@percusse: Hi Thought it was late night for you. I was trying to get your excellent solution for tex.stackexchange.com/questions/64864/…. I saw Dr. @Christian's comment on row predicate. My attempts have failed/failing gloriously (as I am not that good in using xstring or similar, syntax errors) I just wanted to convey my idea to you and see if you could help. .
@HarishKumar Yep, that's what I'm trying whenever I have time. But the initial attempt is not fruitful I need to plug this in when the N/A is placed to avoid redundant runs over the columns.
So while putting N/A a number is added to an existing array. Then I'll try to pass that array to row predicate.
But there is another problem namely row predicate works on ranges. And suppose there is one N/A then a number and 3 more N/A on the list. I don't know how to parse the ranges. I need to check if previous lline was N/A or not to delay the array entry.
@percusse: Well that seems to be the idea. And every thing comes at a price (regarding redundant runs) Or is there a way to avoid N/A and put this dirextly. I mean instead of adding N/A can we \relax that entry altogether?)
@percusse: Sure. You should be really doing that work first. (You know I am a supervisor too, I know that it should be the first job) Please carry on. Meet you later. Any progress from my side I will intimate to you. Please try it when you are free.
Just learnt about kpsewhich -all, very useful indeed. I'd installed a package or two from CTAN which are now in TL so needed to delete my local copies. kpsewhich -all was useful in figuring out that this was what had happened as it found both my local copies and the TL ones.
The standard tool works not only on Linux but also on Windows systems: at the command prompt, the command
kpsewhich name.sty
prints path and file name of one file name.sty if it can be found, otherwise nothing.
kpsewhich -all name.sty
prints all occurences if there are several (try kpsewhic...
@PatrickGundlach also have you deleted all the aux files after adding hyperrerf? (hyperrerf changes the internal ref/label format to have four fields instead of 2)

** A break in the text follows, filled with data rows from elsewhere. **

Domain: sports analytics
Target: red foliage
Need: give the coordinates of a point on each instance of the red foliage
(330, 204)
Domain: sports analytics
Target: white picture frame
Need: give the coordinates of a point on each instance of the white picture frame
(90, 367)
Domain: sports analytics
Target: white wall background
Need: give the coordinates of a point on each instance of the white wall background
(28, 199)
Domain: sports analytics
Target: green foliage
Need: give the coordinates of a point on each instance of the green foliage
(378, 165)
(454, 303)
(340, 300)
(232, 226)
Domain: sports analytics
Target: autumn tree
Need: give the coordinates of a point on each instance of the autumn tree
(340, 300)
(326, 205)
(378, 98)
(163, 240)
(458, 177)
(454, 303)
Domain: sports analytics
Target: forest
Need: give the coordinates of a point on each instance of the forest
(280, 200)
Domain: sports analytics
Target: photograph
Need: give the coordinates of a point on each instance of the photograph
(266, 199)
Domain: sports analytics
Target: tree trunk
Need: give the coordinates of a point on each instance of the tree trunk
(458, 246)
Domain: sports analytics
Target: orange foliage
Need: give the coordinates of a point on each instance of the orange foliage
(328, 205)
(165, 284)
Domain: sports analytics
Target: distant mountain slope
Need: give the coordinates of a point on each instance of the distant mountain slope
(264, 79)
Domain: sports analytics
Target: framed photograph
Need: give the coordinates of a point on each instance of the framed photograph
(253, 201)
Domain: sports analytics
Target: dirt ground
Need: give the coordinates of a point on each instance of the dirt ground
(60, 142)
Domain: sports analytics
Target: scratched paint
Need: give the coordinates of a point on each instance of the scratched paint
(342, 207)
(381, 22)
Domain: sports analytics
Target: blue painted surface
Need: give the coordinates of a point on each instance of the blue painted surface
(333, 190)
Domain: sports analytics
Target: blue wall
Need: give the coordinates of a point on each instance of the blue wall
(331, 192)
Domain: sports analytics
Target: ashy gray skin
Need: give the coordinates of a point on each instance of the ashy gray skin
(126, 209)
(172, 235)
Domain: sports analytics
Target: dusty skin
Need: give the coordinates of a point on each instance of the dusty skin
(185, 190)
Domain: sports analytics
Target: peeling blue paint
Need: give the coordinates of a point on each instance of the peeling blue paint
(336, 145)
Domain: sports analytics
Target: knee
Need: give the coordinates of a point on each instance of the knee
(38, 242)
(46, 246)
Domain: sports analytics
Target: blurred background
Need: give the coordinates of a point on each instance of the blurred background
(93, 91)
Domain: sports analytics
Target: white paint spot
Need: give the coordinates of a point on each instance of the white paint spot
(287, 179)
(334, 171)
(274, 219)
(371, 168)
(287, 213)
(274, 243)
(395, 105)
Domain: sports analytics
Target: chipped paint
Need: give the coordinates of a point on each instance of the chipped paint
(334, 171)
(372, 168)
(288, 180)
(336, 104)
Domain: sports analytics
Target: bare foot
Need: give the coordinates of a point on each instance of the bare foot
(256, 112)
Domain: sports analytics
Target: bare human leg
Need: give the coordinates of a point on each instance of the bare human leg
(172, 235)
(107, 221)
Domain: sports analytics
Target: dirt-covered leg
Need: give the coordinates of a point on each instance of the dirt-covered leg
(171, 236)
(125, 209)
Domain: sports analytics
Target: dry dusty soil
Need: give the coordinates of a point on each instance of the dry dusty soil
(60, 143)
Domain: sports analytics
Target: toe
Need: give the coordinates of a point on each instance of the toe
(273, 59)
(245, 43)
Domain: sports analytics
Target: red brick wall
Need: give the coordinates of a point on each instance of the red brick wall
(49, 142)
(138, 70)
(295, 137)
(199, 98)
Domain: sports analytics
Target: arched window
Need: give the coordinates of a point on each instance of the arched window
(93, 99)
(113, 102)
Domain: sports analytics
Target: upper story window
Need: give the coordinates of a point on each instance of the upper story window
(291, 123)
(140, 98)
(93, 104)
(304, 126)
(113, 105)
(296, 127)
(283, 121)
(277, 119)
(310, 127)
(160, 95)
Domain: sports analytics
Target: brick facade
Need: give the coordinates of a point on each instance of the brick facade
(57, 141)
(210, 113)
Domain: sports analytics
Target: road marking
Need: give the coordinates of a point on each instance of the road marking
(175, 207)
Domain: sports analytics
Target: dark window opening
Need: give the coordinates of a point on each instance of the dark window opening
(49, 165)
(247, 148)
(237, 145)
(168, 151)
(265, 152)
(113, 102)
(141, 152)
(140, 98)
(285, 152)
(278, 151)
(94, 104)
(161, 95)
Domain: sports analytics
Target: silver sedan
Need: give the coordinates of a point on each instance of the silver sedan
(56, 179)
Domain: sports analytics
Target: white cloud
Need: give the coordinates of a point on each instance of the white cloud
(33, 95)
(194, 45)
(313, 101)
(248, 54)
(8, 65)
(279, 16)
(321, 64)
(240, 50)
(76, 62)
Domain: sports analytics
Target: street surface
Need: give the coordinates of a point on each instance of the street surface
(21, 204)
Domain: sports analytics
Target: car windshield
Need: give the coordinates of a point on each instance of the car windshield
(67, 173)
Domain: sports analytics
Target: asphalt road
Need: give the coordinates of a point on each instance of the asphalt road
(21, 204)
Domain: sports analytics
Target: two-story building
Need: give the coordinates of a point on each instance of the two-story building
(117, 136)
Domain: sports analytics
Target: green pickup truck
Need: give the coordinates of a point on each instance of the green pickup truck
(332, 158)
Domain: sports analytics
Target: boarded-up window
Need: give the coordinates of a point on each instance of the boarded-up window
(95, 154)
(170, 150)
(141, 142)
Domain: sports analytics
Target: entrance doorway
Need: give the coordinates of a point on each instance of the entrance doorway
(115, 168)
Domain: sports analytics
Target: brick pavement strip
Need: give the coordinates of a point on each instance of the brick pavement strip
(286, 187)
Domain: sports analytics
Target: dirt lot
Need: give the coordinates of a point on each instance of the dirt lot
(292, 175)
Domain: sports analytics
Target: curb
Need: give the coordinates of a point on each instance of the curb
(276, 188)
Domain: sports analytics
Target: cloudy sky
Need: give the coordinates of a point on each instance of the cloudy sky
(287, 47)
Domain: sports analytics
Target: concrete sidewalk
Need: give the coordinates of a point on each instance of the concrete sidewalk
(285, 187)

@DavidCarlisle interesting. This is a message that a tex4ht run gives. But strangely this is not the first \ref it encounters. I will re check tonight (the run takes quite some time)
TEX4HT!! :-) you didn't mention that:-) well if \ref internals try to grab 4 things instead of two whether or not you get a run away argument error depends on what the next two things are:=) (doesn't tex4ht require to be run in dvi mode it was a custom dvi-driver back then, but that warning says it is in pdfmode)
I want the symbols such \int or \sum from the Latin Modern Math font but the \hbar from the Asana Math and the \partial from the Adobe Garamond Pro in which is called partialdiff. \nabla and all the greek letter such \alpha \beta \psi ecc from the Latin Modern Math. How can i do?
\documentclass{...
@PauloCereda On my blog issues: my hosts claim to have restored from backups, but that's not worked. So I need to restore my SQL data, but my login has been messed up :-( So I've had to report a second issue.
@PauloCereda That's using the JVM, right? I need an easy to distribute, cross platform, command line language with a usable standard library. If groovy didn't have the JVM dependency, I'd give it a try.
@PatrickGundlach It's under the JVM, I'm afraid (so does Scala too). :( A friend of mine suggested me to try Erlang too, but I'll probably stick with JVM-languages for now. Maybe I'll try go in the future. :)
@JosephWright I think the v2 ones are much more clear. Great package by the way. Indispensable for me. (Unrelated anectode: IEEE person didn't like per-mode=frac so hard-coded every unit again like N/m).
@PauloCereda What do you mean with installation. I copied the otf files into the folder ~/.fonts/Source-Sans-Pro and used \usepackage{fontspec} \setmainfont{Source Sans Pro} :-)
Anoother question for native English speakers: The proof readers of IEEE corrected every instance of discussed above to discussed previously but they didn't touch as shown below. Is this a convention?
@DavidCarlisle: Since we have a long weekend coming up here in BC (Canada), I thought it might be a good time for you to fully implement nested tabular stacks, \multicolumn and \multirow adjustments for your answer...
% \item Maintaining a stack of previous values. Corresponding to a % macro, "\X", is a macro"\Xstack" which consists of a list of the % values of "\X" in all outer environments.
@DavidCarlisle Yet another weird crystal-ball question: What might be the most probable macro candidate that IEEE uses to make the word stretching tighter? Apparently it applies to the whole document.